Me cuelgo la mochila de los hombros, pesa muchísimo y temo que pueda romperse en el camino a mi hogar. Espero que no, sería humillante si todas mis cosas se esparcieran por la acera y yo tuviera que agacharme a recogerlas frente a los curiosos extraños. Lo mejor será apresurarme.
Tomo mi teléfono para ver la hora y noto que tengo un mensaje, ¡es de Matías!
"Traje tu cargador conmigo al trabajo, puedes pasar a buscarlo por el gim cuando quieras, estaré en la recepción toda la tarde."
Sonrío. El peso en mi espalda es una tortura, pero no quiero dejar pasar una oportunidad de ver al chico más hermoso de la ciudad. Le respondo.
"Estoy saliendo de la escuela, voy a para allá".
Hoy es un gran día.
Matías no me ve llegar. Tiene sus audífonos puestos, tararea en silencio alguna melodía que no reconozco. Con los ojos fijos en la pantalla de la computadora, escribe a paso lento algún tipo de mensaje, de seguro un correo electrónico. Hoy lleva puesta una gorra deportiva negra y turquesa con el logo de no sé qué marca de bebidas energéticas, he visto sus comerciales en la vía pública.
Me aproximo al mostrador con una sonrisa y espero a que él levante la vista y me note. Se lo ve concentrado.
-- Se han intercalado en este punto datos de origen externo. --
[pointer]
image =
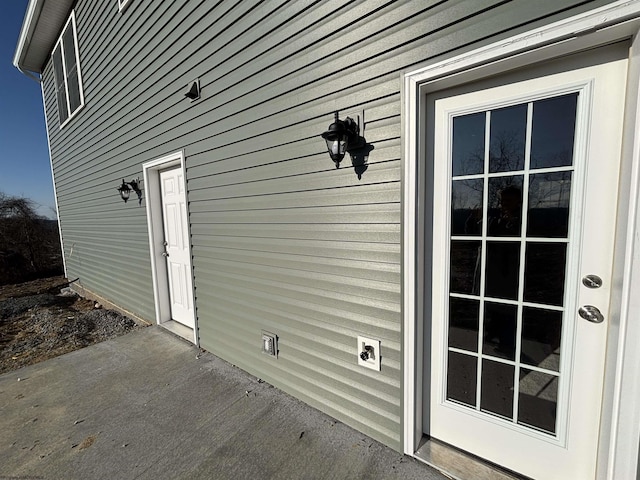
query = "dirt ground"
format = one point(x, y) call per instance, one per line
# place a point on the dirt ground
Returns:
point(38, 322)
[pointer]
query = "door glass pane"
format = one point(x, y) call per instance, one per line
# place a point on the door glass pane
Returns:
point(508, 132)
point(499, 330)
point(541, 330)
point(554, 124)
point(464, 316)
point(461, 378)
point(549, 204)
point(465, 264)
point(502, 270)
point(497, 388)
point(466, 207)
point(518, 218)
point(468, 144)
point(537, 401)
point(505, 206)
point(544, 273)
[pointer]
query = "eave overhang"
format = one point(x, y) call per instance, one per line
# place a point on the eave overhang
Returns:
point(41, 28)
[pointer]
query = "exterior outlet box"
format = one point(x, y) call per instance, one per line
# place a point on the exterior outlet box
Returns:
point(269, 344)
point(369, 353)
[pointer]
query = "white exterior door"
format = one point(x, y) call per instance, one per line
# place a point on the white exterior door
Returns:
point(525, 197)
point(176, 242)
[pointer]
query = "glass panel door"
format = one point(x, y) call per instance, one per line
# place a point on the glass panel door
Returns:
point(510, 197)
point(525, 178)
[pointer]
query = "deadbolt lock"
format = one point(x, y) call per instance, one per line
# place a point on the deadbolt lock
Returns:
point(592, 281)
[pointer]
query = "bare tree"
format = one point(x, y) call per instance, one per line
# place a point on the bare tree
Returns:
point(29, 243)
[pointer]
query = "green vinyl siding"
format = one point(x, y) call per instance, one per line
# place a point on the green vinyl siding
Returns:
point(281, 240)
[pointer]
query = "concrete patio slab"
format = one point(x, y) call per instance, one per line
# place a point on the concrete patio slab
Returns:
point(148, 405)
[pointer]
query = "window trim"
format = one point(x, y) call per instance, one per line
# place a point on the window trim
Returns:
point(72, 20)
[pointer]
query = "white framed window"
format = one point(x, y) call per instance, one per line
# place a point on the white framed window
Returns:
point(66, 71)
point(122, 4)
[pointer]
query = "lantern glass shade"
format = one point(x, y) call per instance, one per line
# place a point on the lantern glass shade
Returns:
point(337, 138)
point(337, 148)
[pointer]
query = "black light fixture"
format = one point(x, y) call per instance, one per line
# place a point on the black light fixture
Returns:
point(125, 191)
point(194, 91)
point(340, 137)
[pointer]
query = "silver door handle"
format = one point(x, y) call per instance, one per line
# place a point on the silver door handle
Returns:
point(591, 314)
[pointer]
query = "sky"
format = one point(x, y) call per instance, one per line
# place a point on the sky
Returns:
point(25, 170)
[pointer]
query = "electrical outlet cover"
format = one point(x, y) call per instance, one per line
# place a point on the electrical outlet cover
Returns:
point(269, 344)
point(373, 362)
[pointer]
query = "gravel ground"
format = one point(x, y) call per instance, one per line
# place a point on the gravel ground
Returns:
point(37, 324)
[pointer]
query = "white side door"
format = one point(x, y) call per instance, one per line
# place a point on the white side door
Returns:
point(525, 197)
point(176, 240)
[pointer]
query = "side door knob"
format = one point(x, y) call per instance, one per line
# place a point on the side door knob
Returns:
point(591, 313)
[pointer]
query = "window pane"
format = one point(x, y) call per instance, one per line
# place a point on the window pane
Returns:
point(541, 334)
point(497, 388)
point(69, 48)
point(502, 272)
point(499, 330)
point(544, 273)
point(554, 123)
point(465, 265)
point(464, 316)
point(537, 401)
point(61, 94)
point(508, 132)
point(58, 72)
point(461, 378)
point(74, 91)
point(505, 206)
point(468, 144)
point(466, 207)
point(549, 195)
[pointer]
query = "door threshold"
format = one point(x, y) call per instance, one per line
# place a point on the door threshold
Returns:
point(178, 329)
point(460, 465)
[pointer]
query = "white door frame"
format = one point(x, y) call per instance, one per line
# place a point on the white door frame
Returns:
point(150, 171)
point(620, 425)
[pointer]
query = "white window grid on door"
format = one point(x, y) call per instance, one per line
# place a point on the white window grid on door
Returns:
point(572, 256)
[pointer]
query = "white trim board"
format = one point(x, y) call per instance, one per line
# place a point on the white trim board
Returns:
point(150, 172)
point(617, 21)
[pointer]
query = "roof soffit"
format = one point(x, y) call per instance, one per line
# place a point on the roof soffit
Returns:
point(41, 28)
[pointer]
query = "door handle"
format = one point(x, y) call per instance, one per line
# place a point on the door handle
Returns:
point(591, 314)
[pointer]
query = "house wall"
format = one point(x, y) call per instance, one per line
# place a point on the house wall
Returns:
point(281, 240)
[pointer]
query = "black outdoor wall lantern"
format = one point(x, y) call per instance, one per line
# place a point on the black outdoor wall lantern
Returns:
point(125, 191)
point(341, 136)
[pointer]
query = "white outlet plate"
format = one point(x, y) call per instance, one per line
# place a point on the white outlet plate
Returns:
point(373, 362)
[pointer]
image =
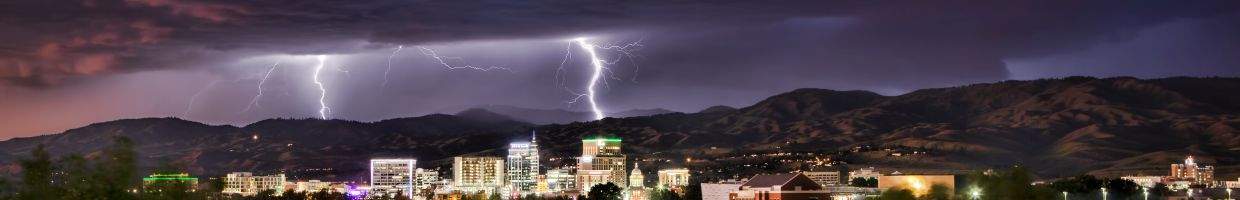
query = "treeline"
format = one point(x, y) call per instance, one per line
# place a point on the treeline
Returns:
point(1017, 183)
point(112, 175)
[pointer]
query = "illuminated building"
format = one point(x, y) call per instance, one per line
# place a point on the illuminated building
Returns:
point(719, 190)
point(779, 186)
point(673, 179)
point(170, 181)
point(636, 189)
point(825, 178)
point(1192, 173)
point(635, 178)
point(562, 179)
point(1146, 181)
point(392, 177)
point(424, 179)
point(313, 186)
point(248, 184)
point(864, 173)
point(918, 184)
point(523, 165)
point(602, 162)
point(475, 174)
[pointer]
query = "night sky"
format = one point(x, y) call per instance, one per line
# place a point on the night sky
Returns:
point(65, 63)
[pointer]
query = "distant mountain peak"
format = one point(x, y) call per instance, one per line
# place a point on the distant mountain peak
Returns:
point(718, 109)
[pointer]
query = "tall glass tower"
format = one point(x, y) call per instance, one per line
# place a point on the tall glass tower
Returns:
point(523, 165)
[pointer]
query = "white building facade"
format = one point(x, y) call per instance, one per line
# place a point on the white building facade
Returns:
point(522, 165)
point(247, 184)
point(392, 177)
point(473, 174)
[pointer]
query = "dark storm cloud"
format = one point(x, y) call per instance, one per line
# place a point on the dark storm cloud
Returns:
point(149, 57)
point(58, 40)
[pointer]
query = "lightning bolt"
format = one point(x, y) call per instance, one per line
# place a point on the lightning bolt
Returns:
point(443, 61)
point(195, 97)
point(389, 65)
point(600, 72)
point(323, 91)
point(253, 102)
point(590, 91)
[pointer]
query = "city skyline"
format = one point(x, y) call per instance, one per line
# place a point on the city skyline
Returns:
point(636, 99)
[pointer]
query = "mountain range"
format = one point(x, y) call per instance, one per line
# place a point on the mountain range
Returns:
point(1057, 127)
Tap, tap, tap. Sus dedos se mueven con cuidado sobre el teclado. La mirada pasa de la pantalla a las letras, se ve que no sabe su ubicación de memoria. Yo estoy tan acostumbrado a la computadora que puedo escribir rápido hasta con los ojos cerrados o mientras miro alguna serie en Netflix.
Aguardo paciente, el peso de la mochila comienza a darme dolor de espalda. Empiezo a considerar tocar el hombro de Matías cuando él mismo presiona con fuerza el "enter" y sonríe antes de levantar la mirada.
—¡Gaby! —saluda con alegría y en voz un tanto alta mientras se quita los audífonos—. ¿Te hice esperar mucho? ¡Lo siento! —se disculpa.
—Recién llego —miento—. No te preocupes. Es más, gracias por haber pensado en traer el cargador, mi madre de seguro está sin batería ahora mismo porque le robé el suyo anoche —bromeo.
Matías abre un cajón y me pasa el cable, en ningún momento deja de sonreír. Su belleza es sorprendente.
—Gracias —murmuro al recibir el cargador—. ¿Cómo va tu día?
—Bien, aburrido. Esto de ser oficinista no es para mí. Tardo más buscando en Google cómo se escribe bien cada palabra que en armar los correos electrónicos en sí. ¿Te imaginas que le responda a un cliente con un montón de errores?
—Tendrían que contratar a mi amiga, a Mila, ella es una obsesiva de la escritura correcta. A veces hasta le dice a los profesores que ponen las comas y los puntos donde no van —explico—. A mí me ha corregido comentarios de Facebook en el pasado.
Matías suelta una carcajada.
—Oye, el dueño dice que seguramente tomará a una empleada nueva porque la otra chica no está interesada en regresar. Si tu amiga busca ganarse algo de dinero durante el verano, capaz puede venir aunque sea para uno de los dos turnos que tenemos —propone él.
—Se lo mencionaré cuando la vea —respondo de inmediato.
La conversación pasa de un tema a otro. Pocos son los clientes que entran y salen del gimnasio. Supongo que muchos estudiantes están rindiendo exámenes y que a nadie le agrada ir a hacer ejercicios los días lunes.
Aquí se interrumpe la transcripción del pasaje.